Raymond Jones

Personal information
- Full name: Raymond Peter Jones
- Born: 12 October 1958 (age 67) Christchurch, Canterbury, New Zealand
- Batting: Left-handed
- Bowling: Right-arm off break

Domestic team information
- 1980/81: Canterbury
- 1982/83: Otago
- 1983/84–1984/85: Canterbury
- Source: ESPNcricinfo, 15 May 2016

= Raymond Jones (cricketer) =

New Zealand cricketer (born 1958)

Raymond Peter Jones (born 12 October 1958) is a New Zealand former cricketer. He played first-class and List A cricket for Canterbury and Otago between the 1980–81 season and 1984–85.

Jones was born at Christchurch in 1958 and was educated at Shirley Boys' High School in the city. After playing age group and B team cricket for Canterbury from the 1978–79 season onwards, he made his senior provincial debut for the side in a December 1980 fixture against the new Zealand under-23 side at Lancaster Park.

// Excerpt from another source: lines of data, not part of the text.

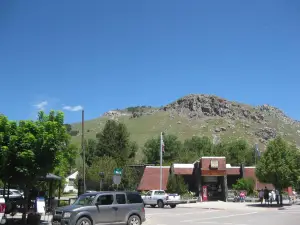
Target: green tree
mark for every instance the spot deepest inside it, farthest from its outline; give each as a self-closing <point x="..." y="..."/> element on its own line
<point x="29" y="148"/>
<point x="114" y="141"/>
<point x="278" y="165"/>
<point x="172" y="148"/>
<point x="245" y="184"/>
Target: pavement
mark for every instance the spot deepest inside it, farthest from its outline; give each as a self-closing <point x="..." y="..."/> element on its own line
<point x="240" y="215"/>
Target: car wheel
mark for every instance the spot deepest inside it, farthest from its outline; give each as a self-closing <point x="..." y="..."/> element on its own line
<point x="84" y="221"/>
<point x="160" y="204"/>
<point x="134" y="220"/>
<point x="173" y="206"/>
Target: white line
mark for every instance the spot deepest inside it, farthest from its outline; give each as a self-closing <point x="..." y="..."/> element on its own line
<point x="218" y="217"/>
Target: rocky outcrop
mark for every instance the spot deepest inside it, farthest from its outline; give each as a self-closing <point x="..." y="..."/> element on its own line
<point x="198" y="106"/>
<point x="266" y="133"/>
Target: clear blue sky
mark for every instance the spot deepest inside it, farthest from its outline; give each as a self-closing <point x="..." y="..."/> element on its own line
<point x="103" y="55"/>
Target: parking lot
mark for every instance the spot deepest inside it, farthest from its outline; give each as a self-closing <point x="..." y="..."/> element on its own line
<point x="195" y="215"/>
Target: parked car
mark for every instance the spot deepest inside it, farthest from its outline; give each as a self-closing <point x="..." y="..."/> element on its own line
<point x="161" y="198"/>
<point x="102" y="207"/>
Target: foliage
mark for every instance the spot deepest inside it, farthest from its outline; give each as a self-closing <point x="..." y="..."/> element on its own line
<point x="278" y="165"/>
<point x="172" y="149"/>
<point x="245" y="184"/>
<point x="176" y="184"/>
<point x="114" y="141"/>
<point x="31" y="149"/>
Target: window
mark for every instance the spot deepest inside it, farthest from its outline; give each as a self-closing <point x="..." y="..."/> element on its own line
<point x="133" y="198"/>
<point x="85" y="200"/>
<point x="120" y="198"/>
<point x="105" y="200"/>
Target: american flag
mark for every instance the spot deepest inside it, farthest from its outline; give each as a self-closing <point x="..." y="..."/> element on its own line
<point x="162" y="146"/>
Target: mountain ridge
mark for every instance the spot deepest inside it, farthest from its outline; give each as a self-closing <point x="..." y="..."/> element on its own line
<point x="200" y="115"/>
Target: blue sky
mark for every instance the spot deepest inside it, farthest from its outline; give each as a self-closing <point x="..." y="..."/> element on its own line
<point x="103" y="55"/>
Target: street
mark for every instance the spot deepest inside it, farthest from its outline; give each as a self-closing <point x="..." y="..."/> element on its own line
<point x="252" y="215"/>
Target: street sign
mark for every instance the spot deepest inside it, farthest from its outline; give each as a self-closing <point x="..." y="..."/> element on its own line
<point x="117" y="179"/>
<point x="118" y="171"/>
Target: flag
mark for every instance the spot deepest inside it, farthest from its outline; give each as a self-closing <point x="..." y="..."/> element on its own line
<point x="162" y="145"/>
<point x="257" y="152"/>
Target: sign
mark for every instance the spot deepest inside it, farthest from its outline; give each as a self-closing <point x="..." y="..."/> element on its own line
<point x="117" y="171"/>
<point x="214" y="164"/>
<point x="117" y="179"/>
<point x="213" y="172"/>
<point x="204" y="193"/>
<point x="40" y="205"/>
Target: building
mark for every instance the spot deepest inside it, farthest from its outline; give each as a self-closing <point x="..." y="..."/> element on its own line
<point x="70" y="183"/>
<point x="210" y="172"/>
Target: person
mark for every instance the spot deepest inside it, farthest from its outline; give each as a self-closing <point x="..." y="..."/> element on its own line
<point x="261" y="196"/>
<point x="266" y="195"/>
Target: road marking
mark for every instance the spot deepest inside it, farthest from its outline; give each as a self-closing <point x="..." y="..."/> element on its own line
<point x="218" y="217"/>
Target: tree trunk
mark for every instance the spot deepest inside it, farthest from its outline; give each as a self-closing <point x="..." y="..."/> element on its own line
<point x="26" y="200"/>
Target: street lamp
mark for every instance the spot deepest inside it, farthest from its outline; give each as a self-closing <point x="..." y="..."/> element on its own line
<point x="101" y="174"/>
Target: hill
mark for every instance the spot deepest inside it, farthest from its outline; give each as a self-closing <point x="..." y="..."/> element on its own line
<point x="199" y="115"/>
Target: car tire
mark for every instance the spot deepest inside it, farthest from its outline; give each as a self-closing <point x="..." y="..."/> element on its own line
<point x="173" y="206"/>
<point x="134" y="220"/>
<point x="160" y="204"/>
<point x="84" y="221"/>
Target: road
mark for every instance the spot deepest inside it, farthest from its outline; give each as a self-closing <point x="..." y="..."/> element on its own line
<point x="251" y="216"/>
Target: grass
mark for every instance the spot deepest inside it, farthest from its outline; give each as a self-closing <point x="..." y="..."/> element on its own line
<point x="149" y="126"/>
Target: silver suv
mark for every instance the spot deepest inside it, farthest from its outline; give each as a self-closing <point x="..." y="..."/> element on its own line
<point x="104" y="208"/>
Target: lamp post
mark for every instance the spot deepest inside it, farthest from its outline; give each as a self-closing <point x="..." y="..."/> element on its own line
<point x="101" y="174"/>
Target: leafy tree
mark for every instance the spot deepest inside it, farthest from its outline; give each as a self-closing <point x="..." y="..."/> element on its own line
<point x="29" y="148"/>
<point x="278" y="165"/>
<point x="172" y="149"/>
<point x="114" y="141"/>
<point x="246" y="184"/>
<point x="176" y="184"/>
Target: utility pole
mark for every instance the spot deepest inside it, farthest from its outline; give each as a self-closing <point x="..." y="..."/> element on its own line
<point x="83" y="150"/>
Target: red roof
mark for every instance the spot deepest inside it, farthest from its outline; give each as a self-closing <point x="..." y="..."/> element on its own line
<point x="233" y="171"/>
<point x="183" y="171"/>
<point x="150" y="179"/>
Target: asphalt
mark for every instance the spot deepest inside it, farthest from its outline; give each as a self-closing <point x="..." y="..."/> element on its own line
<point x="240" y="215"/>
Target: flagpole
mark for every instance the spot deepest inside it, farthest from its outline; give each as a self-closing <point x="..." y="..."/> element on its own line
<point x="160" y="177"/>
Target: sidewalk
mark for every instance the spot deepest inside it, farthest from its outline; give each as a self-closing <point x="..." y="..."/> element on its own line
<point x="219" y="205"/>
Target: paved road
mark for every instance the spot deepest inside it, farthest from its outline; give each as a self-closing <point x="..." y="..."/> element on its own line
<point x="193" y="215"/>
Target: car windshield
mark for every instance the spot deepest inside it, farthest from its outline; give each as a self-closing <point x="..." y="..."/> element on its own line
<point x="84" y="200"/>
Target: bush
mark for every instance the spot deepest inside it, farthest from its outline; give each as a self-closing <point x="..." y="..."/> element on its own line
<point x="246" y="184"/>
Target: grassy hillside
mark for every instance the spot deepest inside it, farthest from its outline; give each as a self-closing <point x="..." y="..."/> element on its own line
<point x="200" y="116"/>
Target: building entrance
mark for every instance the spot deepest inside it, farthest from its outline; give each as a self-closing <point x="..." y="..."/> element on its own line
<point x="215" y="187"/>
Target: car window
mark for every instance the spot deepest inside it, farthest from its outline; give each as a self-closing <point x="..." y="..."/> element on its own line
<point x="120" y="198"/>
<point x="105" y="199"/>
<point x="133" y="198"/>
<point x="84" y="200"/>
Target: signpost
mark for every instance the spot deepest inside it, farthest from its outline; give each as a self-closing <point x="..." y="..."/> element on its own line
<point x="118" y="171"/>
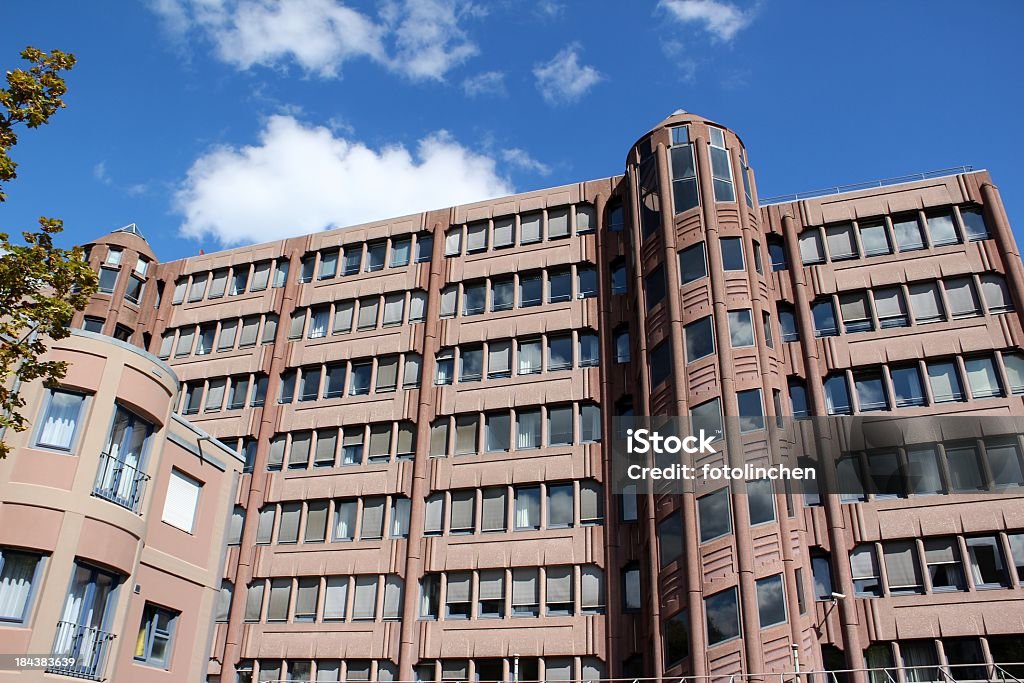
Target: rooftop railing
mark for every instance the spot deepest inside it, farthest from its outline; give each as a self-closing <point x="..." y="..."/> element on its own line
<point x="869" y="184"/>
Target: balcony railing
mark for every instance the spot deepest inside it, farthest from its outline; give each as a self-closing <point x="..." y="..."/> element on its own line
<point x="120" y="482"/>
<point x="870" y="184"/>
<point x="81" y="651"/>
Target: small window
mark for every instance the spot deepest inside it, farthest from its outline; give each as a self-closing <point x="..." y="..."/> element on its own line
<point x="692" y="263"/>
<point x="864" y="570"/>
<point x="722" y="616"/>
<point x="559" y="285"/>
<point x="824" y="318"/>
<point x="855" y="311"/>
<point x="715" y="515"/>
<point x="740" y="328"/>
<point x="941" y="227"/>
<point x="654" y="287"/>
<point x="944" y="381"/>
<point x="944" y="567"/>
<point x="771" y="601"/>
<point x="811" y="250"/>
<point x="154" y="644"/>
<point x="732" y="253"/>
<point x="699" y="339"/>
<point x="907" y="230"/>
<point x="974" y="223"/>
<point x="181" y="503"/>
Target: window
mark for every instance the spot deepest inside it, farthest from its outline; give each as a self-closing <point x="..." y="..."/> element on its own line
<point x="18" y="581"/>
<point x="715" y="515"/>
<point x="559" y="352"/>
<point x="721" y="168"/>
<point x="771" y="601"/>
<point x="837" y="395"/>
<point x="824" y="318"/>
<point x="375" y="256"/>
<point x="59" y="420"/>
<point x="722" y="616"/>
<point x="842" y="244"/>
<point x="890" y="307"/>
<point x="527" y="429"/>
<point x="873" y="238"/>
<point x="684" y="174"/>
<point x="530" y="290"/>
<point x="470" y="364"/>
<point x="497" y="431"/>
<point x="589" y="349"/>
<point x="906" y="386"/>
<point x="424" y="247"/>
<point x="870" y="391"/>
<point x="941" y="227"/>
<point x="761" y="501"/>
<point x="981" y="377"/>
<point x="864" y="570"/>
<point x="153" y="646"/>
<point x="559" y="591"/>
<point x="798" y="398"/>
<point x="902" y="572"/>
<point x="181" y="502"/>
<point x="502" y="294"/>
<point x="586" y="282"/>
<point x="622" y="341"/>
<point x="525" y="592"/>
<point x="619" y="276"/>
<point x="987" y="567"/>
<point x="699" y="339"/>
<point x="654" y="287"/>
<point x="787" y="324"/>
<point x="399" y="252"/>
<point x="944" y="381"/>
<point x="907" y="230"/>
<point x="732" y="253"/>
<point x="856" y="315"/>
<point x="692" y="263"/>
<point x="527" y="508"/>
<point x="752" y="414"/>
<point x="811" y="250"/>
<point x="352" y="260"/>
<point x="359" y="383"/>
<point x="474" y="298"/>
<point x="740" y="328"/>
<point x="560" y="425"/>
<point x="944" y="568"/>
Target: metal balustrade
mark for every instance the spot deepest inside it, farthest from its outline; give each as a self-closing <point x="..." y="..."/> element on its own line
<point x="85" y="649"/>
<point x="120" y="482"/>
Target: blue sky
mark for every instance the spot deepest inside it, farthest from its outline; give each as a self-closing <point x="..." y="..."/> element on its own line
<point x="214" y="123"/>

Initially Jones did not get another opportunity in the representative side and moved to Otago where he played one first-class and two List A matches during the 1982–83 season. He moved back to Canterbury the following season, playing another four first-class and two List A matches over the following two seasons. Often playing as an opening batsman, Jones made a total of 199 first-class runs, with a highest score of 56, his only representative half-century.